La leçon essentielle ici sur les vertus de la diversité dans les ensembles de données d’entraînement n’est plus nouvelle. Nous en avons déjà entendu parler, et la lutte contre les préjugés est un principe majeur du décret du président Biden sur l’IA. Mais il n’y a rien de tel que de voir ce préjugé en action, c’est un moment assez froid lorsque Buolamwini, qui est noire, porte un masque blanc et, voilà !, l’algorithme détecte ensuite son visage, pour ramener le point à la maison.
Le film coche certains échecs majeurs de l’IA biaisée : comme l’outil de recrutement d’Amazon par IA, il a chuté en 2018 pour ses préjugés contre les femmes ; une carte de crédit Apple accusée de préjugés sexistes en 2019 (même le cofondateur d’Apple, Steve Wozniak, s’est plaint d’avoir obtenu 10 fois la limite de crédit que sa femme a atteinte, bien qu’ils aient les mêmes actifs et cartes de crédit combinés) ; et un logiciel UnitedHealth Group qui a hiérarchisé les soins médicaux pour les patients blancs en meilleure santé par rapport aux homologues noirs plus malades.

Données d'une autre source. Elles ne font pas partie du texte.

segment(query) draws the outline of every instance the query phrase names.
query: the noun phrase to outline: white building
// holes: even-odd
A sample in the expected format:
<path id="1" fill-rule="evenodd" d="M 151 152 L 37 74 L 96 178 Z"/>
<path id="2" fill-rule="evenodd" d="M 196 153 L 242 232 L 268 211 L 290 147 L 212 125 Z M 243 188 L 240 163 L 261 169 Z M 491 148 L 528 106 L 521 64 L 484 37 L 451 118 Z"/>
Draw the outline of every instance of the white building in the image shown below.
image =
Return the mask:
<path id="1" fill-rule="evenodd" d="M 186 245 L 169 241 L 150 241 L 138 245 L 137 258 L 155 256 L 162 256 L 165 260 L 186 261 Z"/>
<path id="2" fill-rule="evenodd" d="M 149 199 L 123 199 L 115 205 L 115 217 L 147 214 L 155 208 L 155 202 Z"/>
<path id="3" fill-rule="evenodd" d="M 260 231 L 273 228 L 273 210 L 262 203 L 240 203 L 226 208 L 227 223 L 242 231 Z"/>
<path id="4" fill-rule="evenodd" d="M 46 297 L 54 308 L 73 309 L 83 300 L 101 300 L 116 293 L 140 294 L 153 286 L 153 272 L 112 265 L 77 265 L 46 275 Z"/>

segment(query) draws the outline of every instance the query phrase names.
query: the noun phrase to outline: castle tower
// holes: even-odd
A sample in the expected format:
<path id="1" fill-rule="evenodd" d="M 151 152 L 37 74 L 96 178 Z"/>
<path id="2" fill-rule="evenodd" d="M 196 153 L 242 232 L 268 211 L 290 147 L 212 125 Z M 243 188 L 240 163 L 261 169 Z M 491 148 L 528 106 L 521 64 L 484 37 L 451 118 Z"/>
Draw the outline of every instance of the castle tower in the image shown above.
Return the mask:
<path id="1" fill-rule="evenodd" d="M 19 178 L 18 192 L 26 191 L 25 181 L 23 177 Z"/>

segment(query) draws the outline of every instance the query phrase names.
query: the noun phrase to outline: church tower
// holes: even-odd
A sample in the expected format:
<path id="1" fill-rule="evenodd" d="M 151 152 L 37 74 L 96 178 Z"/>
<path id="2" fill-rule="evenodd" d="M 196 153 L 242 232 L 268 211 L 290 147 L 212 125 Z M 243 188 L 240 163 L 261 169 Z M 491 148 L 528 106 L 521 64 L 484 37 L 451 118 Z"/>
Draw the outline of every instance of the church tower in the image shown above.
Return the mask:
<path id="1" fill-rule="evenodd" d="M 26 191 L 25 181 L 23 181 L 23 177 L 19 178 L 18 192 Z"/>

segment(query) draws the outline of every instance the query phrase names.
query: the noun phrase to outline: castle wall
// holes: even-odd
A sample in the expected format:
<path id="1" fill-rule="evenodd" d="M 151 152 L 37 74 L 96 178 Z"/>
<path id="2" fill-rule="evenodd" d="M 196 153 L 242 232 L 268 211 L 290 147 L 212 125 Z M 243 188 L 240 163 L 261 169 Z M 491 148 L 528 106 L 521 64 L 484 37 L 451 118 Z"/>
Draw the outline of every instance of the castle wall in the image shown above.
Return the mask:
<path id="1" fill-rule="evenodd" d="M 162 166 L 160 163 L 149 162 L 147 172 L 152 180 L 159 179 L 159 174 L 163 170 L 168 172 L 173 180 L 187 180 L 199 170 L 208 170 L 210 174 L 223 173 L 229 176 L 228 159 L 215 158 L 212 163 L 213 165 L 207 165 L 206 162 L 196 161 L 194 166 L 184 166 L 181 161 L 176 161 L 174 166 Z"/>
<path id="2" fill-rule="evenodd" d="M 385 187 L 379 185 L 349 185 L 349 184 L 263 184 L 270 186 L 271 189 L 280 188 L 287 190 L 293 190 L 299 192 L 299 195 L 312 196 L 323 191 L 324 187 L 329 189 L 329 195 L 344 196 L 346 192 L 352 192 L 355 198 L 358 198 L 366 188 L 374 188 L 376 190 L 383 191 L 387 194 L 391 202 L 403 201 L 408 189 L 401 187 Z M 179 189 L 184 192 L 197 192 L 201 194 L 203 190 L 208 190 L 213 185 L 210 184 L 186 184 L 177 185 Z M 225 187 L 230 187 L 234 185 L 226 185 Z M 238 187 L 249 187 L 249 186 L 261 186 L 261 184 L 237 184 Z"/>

Laissez les préjugés comme cette diapositive et vous risquez des répercussions juridiques et une atteinte à la réputation. L’année dernière, la Commission pour l’égalité des chances en matière d’emploi a publié un document d’assistance technique pour les employeurs afin d’éviter les préjugés induits par l’IA à l’encontre des travailleurs, et a réglé sa première action en discrimination en matière d’embauche par l’IA, intentée au nom de plus de 200 candidats à un emploi. Tout en refusant les actes répréhensibles, le consortium de tutorat iTutorGroup a accepté de payer 365 000 USD pour résoudre les accusations selon lesquelles son outil de sélection de recrutement optimisé par IA a automatiquement rejeté les femmes candidates de plus de 55 ans et les hommes de plus de 60 ans.
Comme ce document, il s’agissait d’un rappel puissant que garantir que vos systèmes d’IA sont transparents et équitables n’est pas seulement une bonne éthique. C’est aussi une bonne affaire.
Où regarder : il est désormais en streaming sur Netflix.